Experience has taught Vivian to know which varieties are successful as cut ingredients, which colors are reliable over time and which flowers produce the longest stems. “I’ve always known there were certain types of flowers that lasted better than others, especially if cut at the right time, and treated properly post-harvest,” she explains. “The fact is, I have a choice of what to grow and I choose to grow plants that are going to be happy at my farm and hold well in the vase.”

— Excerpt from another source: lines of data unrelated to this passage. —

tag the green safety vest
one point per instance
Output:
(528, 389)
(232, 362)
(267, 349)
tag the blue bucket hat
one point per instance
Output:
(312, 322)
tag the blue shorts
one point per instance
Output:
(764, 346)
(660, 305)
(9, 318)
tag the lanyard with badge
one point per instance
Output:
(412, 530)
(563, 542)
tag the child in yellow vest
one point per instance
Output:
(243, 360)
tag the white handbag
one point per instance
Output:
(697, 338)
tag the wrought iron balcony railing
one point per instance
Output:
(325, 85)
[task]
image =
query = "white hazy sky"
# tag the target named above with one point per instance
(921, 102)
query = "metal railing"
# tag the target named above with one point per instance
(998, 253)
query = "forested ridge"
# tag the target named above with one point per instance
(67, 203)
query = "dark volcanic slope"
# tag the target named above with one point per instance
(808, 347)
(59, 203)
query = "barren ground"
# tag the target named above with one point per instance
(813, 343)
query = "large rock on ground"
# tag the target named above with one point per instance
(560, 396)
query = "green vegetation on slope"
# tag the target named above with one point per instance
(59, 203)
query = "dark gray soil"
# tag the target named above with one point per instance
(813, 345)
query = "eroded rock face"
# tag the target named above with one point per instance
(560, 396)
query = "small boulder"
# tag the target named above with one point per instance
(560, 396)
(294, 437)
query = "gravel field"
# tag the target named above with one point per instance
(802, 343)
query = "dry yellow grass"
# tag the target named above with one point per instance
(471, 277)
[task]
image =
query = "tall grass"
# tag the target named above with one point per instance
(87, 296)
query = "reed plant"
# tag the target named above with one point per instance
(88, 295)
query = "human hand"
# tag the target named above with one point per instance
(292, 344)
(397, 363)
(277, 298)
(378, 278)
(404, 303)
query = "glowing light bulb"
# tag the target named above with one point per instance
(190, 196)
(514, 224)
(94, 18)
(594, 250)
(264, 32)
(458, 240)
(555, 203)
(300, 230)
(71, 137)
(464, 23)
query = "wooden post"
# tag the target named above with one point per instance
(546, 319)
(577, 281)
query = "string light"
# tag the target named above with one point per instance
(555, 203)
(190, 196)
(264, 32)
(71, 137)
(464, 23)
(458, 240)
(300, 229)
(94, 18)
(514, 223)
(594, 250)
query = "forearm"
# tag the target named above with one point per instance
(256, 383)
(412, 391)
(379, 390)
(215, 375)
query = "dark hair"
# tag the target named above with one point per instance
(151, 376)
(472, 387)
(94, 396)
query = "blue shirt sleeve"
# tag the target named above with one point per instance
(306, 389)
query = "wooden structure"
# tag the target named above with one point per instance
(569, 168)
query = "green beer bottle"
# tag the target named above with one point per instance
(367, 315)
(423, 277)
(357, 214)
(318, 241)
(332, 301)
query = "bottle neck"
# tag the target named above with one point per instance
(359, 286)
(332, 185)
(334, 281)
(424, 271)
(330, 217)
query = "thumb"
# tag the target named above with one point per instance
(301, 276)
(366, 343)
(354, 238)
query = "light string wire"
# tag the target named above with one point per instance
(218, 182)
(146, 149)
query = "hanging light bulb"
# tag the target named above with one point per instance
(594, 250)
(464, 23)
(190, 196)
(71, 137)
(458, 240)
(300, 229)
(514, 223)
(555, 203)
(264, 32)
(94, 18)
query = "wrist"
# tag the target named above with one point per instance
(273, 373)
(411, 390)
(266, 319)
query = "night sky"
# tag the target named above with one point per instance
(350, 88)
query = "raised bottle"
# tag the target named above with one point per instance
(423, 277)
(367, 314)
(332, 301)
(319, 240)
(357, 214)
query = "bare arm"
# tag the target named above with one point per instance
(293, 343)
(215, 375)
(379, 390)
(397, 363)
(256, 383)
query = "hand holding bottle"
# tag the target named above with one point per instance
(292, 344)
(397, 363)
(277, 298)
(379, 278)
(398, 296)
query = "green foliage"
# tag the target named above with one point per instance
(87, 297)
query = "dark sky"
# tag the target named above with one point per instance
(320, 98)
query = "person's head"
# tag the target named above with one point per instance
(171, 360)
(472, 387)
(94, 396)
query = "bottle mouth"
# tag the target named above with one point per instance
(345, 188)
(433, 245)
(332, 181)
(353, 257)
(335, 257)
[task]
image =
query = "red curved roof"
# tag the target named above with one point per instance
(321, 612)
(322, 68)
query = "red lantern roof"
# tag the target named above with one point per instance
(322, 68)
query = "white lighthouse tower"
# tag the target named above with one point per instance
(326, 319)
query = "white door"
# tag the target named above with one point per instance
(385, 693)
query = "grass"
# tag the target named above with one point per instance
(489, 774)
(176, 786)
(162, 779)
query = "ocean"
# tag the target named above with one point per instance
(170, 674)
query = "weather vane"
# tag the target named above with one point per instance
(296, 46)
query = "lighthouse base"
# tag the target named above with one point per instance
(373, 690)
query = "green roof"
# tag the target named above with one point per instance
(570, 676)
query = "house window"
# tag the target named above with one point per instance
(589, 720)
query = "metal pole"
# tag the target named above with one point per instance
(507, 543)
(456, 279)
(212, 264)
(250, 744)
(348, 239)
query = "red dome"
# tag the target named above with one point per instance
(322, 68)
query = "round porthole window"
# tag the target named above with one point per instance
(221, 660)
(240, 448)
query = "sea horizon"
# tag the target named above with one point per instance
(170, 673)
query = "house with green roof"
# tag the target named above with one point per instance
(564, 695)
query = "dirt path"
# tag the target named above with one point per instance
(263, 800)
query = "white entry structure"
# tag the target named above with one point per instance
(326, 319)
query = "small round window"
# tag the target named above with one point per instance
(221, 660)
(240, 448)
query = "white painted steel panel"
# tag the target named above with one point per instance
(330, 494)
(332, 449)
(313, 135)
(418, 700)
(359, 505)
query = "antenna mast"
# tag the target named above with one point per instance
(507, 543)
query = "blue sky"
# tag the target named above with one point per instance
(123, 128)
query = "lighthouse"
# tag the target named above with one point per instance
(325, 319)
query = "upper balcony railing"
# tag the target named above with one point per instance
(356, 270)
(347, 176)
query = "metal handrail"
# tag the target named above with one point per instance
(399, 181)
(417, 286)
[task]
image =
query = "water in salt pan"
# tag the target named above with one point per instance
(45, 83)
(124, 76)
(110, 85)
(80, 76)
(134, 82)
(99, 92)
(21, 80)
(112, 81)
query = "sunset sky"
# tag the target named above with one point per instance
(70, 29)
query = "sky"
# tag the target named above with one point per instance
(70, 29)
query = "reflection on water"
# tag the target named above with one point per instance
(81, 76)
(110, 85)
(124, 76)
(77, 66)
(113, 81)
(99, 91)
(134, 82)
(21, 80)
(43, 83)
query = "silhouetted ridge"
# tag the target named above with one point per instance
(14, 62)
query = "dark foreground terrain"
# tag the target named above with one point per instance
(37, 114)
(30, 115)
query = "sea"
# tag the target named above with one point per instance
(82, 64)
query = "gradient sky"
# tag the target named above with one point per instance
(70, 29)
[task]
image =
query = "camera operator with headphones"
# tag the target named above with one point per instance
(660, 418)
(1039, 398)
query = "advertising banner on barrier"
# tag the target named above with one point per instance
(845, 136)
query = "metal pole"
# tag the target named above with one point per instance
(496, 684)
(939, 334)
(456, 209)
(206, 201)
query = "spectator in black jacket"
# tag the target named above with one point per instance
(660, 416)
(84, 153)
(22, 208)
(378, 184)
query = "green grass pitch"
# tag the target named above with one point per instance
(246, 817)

Working frequently with wedding designers, Vivian has a good idea of what designers and their clients are looking for, and how they use each flower. While she has done some of her own design work in the past, the bottom line is that Vivian is first and foremost, a flower farmer. “Honestly, I just enjoy growing more than anything else!”
Growing Practices
Everyday Flowers is certified Salmon-Safe. Everyday Flowers uses sustainable growing practices. No herbicides are used on the farm and in the rare instance when insecticides are used, they are OMRI-approved (Organic Materials Review Institute). “I have a good beneficial insect population, and I grow cover crops to suppress weeds and add more organic matter back in the soil,” Vivian explains. “I also have ‘Sassy’ my horse who does her share by producing great compost.”